SketsaNusantara.id - Gus Miftah akhirnya mengundurkan diri dari Utusan Khusus Presiden pasca video menghina pedagang es teh viral di media sosial.
Melalui konferensi pers yang diselenggarakan di Pondok Pesantren Ora Aji miliknya, pendakwah bernama lengkap Miftah Maulana Habiburrahman itu mengucapkan permintaan maaf sambil menangis kepada Presiden Prabowo Subianto.
Dalam video yang tersebar di media sosial, Gus Miftah menyatakan pengunduran dirinya bukan karena tekanan atau paksaan dari siapapun.

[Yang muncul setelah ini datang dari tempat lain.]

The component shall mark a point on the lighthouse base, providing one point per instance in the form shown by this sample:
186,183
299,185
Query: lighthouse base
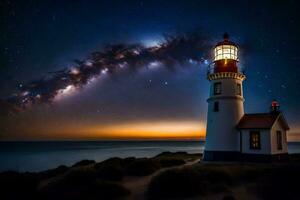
237,156
222,156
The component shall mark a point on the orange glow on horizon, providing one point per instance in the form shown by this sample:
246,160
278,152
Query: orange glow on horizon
150,130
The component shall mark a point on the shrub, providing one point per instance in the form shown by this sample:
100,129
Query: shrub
169,162
142,167
176,183
53,172
110,172
83,163
81,183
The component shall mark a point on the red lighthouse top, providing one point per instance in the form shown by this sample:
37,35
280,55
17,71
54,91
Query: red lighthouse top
225,56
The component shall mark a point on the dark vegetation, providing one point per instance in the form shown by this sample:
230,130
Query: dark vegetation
265,181
86,179
90,180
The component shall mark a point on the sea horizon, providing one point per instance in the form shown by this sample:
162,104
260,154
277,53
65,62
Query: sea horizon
34,156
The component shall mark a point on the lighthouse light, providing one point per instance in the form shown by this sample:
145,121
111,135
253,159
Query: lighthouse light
225,52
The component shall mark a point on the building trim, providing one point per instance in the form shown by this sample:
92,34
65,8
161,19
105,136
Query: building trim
225,97
244,157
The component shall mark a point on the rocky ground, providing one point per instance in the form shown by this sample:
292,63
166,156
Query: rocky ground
165,176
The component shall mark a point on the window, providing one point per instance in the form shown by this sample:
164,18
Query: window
254,140
279,140
238,89
216,106
226,52
217,88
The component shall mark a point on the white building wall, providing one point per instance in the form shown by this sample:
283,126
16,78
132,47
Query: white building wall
274,149
221,133
264,139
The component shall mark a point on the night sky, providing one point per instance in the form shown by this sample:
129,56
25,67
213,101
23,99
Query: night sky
38,37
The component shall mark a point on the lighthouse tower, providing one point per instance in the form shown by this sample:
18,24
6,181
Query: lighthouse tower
225,104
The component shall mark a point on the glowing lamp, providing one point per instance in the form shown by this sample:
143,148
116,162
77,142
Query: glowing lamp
226,56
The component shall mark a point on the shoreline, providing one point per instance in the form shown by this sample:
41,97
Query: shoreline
164,176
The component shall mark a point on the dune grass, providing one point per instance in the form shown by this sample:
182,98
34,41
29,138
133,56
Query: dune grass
266,181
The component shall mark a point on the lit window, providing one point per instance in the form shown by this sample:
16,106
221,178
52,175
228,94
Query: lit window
216,106
217,88
238,89
225,52
279,140
254,140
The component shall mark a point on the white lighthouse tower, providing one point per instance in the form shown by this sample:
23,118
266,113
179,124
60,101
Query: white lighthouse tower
225,104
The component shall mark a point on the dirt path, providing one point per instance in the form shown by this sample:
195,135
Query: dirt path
138,185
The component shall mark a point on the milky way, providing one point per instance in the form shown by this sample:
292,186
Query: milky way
176,50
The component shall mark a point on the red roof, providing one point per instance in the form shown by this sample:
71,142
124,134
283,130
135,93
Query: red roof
261,121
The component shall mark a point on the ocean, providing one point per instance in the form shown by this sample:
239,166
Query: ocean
38,156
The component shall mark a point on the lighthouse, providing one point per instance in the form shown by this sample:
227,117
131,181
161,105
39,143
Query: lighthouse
232,135
225,103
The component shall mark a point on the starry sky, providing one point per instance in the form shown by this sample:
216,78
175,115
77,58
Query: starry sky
38,37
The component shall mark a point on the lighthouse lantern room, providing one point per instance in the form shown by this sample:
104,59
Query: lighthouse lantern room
230,134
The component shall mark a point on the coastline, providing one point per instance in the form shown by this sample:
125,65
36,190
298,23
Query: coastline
165,176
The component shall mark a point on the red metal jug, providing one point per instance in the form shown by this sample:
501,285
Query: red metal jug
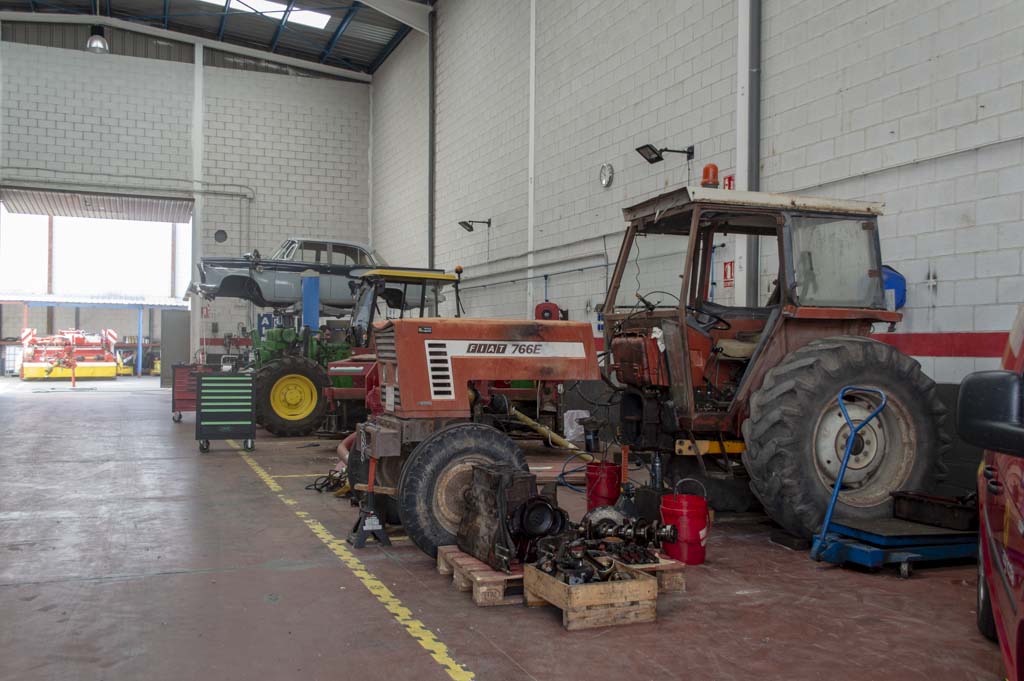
602,484
692,519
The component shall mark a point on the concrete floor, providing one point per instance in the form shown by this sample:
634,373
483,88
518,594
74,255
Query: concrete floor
125,554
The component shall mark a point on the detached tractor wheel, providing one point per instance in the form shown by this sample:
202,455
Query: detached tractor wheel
433,481
796,434
290,396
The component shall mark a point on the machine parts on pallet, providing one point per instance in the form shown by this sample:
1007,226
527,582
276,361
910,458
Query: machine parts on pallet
606,522
504,517
572,561
591,550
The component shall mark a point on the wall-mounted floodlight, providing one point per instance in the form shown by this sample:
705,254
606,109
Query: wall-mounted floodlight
96,42
468,224
651,154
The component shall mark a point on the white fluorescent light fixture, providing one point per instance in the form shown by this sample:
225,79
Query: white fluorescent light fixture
274,10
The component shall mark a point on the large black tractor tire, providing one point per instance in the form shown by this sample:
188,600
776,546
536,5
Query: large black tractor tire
726,495
388,470
434,479
985,618
796,433
290,395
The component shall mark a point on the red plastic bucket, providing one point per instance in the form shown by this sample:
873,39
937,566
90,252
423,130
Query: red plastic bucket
602,483
692,520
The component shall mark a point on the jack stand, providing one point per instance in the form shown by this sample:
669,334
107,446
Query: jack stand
369,524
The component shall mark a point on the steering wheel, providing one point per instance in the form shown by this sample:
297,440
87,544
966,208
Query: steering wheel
712,323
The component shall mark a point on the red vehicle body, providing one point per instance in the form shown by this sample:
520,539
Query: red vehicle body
1000,502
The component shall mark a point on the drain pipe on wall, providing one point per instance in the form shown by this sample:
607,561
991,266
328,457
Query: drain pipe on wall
754,144
748,139
431,133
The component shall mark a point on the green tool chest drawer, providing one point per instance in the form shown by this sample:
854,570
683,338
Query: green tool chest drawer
224,409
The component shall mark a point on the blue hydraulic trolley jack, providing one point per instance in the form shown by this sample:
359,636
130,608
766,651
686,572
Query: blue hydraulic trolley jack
884,541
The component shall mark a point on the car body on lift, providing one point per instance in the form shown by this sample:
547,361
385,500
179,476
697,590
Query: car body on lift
705,380
276,281
990,415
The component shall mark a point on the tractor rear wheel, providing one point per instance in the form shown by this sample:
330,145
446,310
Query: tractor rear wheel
796,433
434,479
290,395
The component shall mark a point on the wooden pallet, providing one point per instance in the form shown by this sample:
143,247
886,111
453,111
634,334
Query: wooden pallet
595,604
489,587
669,572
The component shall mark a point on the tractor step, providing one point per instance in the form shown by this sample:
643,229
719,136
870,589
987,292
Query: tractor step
381,490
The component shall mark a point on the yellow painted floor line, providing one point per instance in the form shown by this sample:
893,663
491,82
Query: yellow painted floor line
339,548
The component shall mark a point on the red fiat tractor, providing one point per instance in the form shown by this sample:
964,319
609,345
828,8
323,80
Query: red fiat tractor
745,396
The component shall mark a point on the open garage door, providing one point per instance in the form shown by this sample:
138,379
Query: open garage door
95,205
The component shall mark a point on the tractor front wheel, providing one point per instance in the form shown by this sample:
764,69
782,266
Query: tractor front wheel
796,434
290,395
439,470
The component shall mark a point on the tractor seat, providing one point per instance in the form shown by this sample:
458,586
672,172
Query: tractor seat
732,348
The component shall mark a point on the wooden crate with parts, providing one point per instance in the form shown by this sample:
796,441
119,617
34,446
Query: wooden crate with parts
595,604
489,587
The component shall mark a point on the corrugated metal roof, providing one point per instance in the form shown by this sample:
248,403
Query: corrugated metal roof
112,207
363,45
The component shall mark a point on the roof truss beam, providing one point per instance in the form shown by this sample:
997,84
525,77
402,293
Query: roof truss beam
281,26
414,14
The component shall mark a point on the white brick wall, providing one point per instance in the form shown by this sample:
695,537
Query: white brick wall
399,154
610,76
74,116
107,121
482,117
301,144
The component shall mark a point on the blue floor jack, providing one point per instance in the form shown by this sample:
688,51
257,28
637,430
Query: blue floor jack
884,541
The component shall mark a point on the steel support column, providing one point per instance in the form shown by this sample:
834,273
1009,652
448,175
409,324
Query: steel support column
138,344
223,19
342,27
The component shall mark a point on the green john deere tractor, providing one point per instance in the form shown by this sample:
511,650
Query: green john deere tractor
290,378
291,365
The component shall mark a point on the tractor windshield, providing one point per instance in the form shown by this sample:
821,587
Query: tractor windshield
836,262
652,271
379,299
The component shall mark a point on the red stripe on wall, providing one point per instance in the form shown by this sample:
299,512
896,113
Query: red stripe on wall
980,344
969,344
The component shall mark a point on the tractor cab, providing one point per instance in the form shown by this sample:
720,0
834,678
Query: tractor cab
397,294
673,323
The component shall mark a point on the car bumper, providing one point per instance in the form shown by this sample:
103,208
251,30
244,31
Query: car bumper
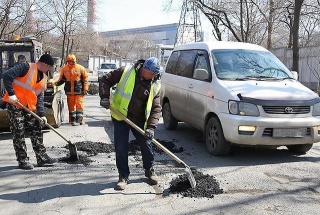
264,127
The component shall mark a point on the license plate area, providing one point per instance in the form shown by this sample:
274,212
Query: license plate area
289,132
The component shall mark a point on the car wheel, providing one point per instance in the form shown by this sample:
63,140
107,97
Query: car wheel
170,123
301,148
215,141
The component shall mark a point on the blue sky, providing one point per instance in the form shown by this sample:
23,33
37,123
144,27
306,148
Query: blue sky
122,14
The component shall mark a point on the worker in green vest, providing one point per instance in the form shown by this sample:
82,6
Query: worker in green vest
137,97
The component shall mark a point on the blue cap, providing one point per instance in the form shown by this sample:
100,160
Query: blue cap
152,64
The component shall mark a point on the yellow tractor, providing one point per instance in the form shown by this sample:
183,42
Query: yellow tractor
32,50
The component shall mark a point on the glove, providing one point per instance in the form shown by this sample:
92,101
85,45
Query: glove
44,120
149,133
13,99
105,103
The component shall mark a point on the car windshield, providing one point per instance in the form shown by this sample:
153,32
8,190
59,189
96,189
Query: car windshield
248,64
108,66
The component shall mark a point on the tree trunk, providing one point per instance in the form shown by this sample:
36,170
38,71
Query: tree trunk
295,32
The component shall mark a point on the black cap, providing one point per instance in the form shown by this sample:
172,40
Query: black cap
47,59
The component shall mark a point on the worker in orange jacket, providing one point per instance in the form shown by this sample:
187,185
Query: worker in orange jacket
76,86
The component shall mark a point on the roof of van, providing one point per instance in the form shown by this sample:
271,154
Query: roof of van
220,45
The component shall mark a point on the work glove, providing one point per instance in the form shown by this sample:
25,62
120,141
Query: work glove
13,99
149,133
44,121
105,103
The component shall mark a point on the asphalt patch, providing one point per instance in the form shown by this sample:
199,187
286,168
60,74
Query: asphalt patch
83,159
207,186
93,148
134,147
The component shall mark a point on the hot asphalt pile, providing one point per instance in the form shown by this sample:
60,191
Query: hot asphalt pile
207,186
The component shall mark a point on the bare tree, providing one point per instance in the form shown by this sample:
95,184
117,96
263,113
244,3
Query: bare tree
13,15
67,16
295,35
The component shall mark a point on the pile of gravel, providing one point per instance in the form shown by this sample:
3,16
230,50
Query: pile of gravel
170,145
83,159
93,148
206,186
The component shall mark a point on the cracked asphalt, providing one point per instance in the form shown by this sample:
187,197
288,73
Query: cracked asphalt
254,180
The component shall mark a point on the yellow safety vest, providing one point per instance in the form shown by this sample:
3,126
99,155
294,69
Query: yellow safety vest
123,94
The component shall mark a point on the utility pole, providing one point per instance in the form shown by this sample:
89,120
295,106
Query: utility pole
189,29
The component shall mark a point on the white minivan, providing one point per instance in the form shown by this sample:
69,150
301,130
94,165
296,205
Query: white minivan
238,93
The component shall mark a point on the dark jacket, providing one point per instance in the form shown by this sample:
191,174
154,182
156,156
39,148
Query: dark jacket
138,102
21,70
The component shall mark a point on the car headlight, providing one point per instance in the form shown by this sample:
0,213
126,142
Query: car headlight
243,108
49,90
316,110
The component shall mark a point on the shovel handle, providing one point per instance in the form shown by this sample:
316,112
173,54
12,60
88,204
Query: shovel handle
40,120
153,140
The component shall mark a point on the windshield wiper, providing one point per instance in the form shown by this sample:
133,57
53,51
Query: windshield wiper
253,77
287,78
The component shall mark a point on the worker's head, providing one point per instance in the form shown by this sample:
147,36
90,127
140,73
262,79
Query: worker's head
45,63
71,60
21,58
150,68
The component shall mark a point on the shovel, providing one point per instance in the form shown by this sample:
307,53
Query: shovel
72,148
191,178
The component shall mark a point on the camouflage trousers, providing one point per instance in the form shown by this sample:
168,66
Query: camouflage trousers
21,122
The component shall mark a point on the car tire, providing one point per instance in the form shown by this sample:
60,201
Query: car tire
215,140
300,149
170,123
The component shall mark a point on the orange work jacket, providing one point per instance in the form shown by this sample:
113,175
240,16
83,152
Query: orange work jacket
75,79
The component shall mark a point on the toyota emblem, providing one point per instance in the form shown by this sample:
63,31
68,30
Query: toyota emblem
288,109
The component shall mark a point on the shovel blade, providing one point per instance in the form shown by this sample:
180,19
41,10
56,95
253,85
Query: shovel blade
73,152
191,178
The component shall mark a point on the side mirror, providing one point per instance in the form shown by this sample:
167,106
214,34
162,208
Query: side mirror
201,74
295,74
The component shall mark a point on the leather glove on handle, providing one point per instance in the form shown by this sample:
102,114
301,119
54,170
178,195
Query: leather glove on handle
105,103
149,133
13,99
44,120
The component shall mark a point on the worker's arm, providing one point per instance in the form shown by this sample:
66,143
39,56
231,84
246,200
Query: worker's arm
62,78
19,70
109,80
40,105
85,79
155,113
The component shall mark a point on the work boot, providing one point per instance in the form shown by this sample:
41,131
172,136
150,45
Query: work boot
45,159
74,123
121,185
25,164
151,175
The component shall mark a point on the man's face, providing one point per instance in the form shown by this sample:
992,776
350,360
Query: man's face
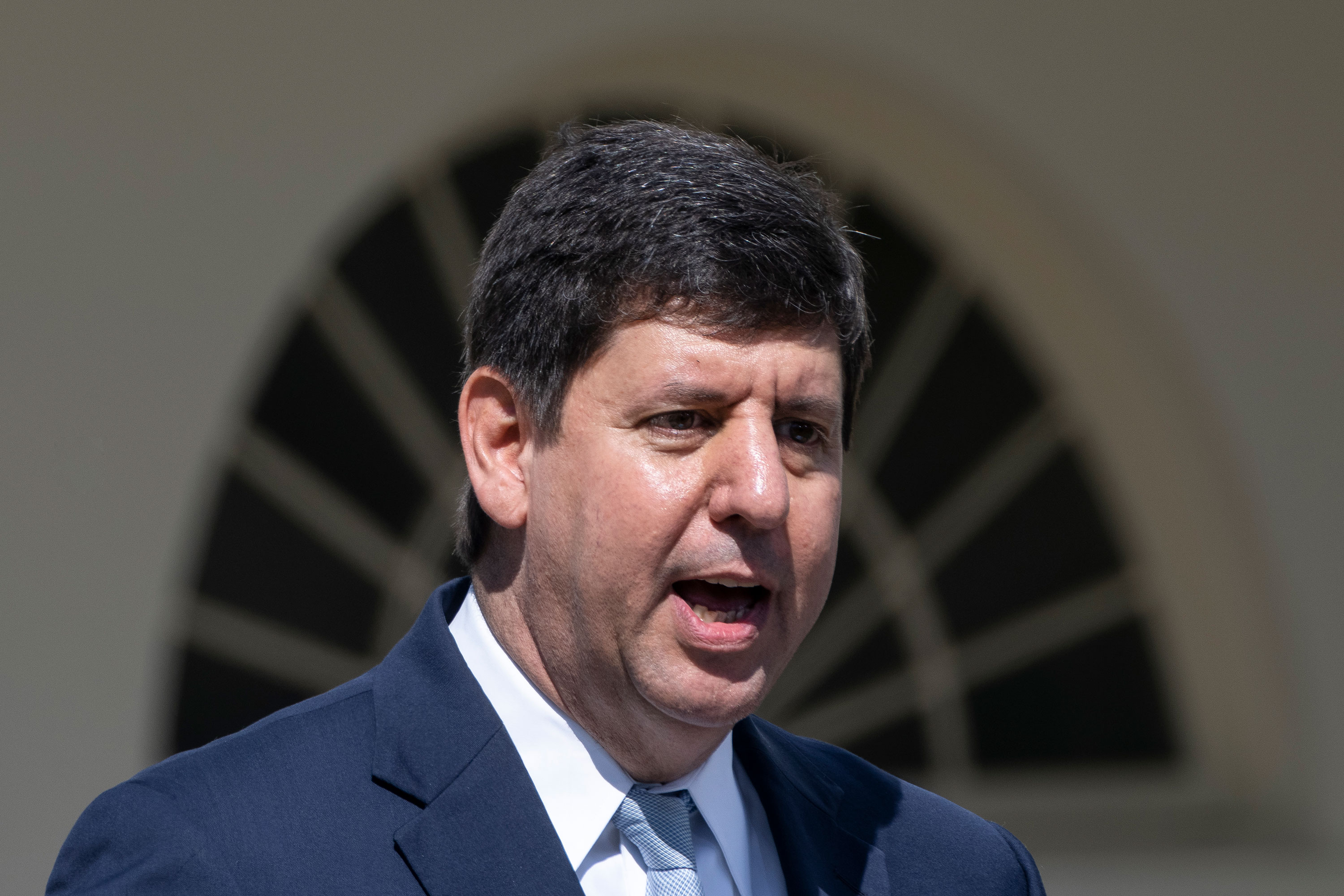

"Dengan segala kerendahan hati, hari ini, saya Miftah Maulana Habiburrahman memutuskan untuk mengundurkan diri dari tugas saya sebagai Utusan Khusus Presiden Kerukunan Beragama dan Pembinaan Sarana Keagamaan," ucap Gus Miftah dalam video konferensi pers dikutip SketsaNusantara.id dari postingan akun Instagram @amanatinstitute.
"Keputusan ini saya ambil bukan karena tekanan siapapun, bukan karena permintaan siapapun, tetapi karena rasa tanggung jawab dan hormat saya kepada Presiden Prabowo Subianto," imbuhnya.
Gus Miftah juga menekankan pengambilan keputusan mengundurkan diri setalah merendungkan perbuatannya beberapa hari lalu.
Ayah dua anak ini lantas meminta maaf kepada seluruh masyarakat Indonesia, dan juga kepada Presiden Prabowo Subianto.
"Dengan segala kerendahan dan ketulusan hati, saya ingin menyampaikan permintaan maaf kepada masyarakat. Keputusan ini saya ambik melalui perenungan yang sangat mendalam," kata Gus Miftah.
"Saya juga meminta maaf kepada Presiden Prabowo yang selama ini sudah memberikan kepercayaan kepada saya," sambungnya.
Melalui kesempatan itu, Gus Miftah juga menyampaikan terima kasih atas kepercayaan yang diberikan Prabowo Subianto yang telah mengangkatnya jadi Utusan Khusus Presiden.
Sambil menangis, Gus Miftah menceritakan jasa Prabowo yang telah "mengangkat derajatnya" dan memberikan pengalaman luar biasa baginya.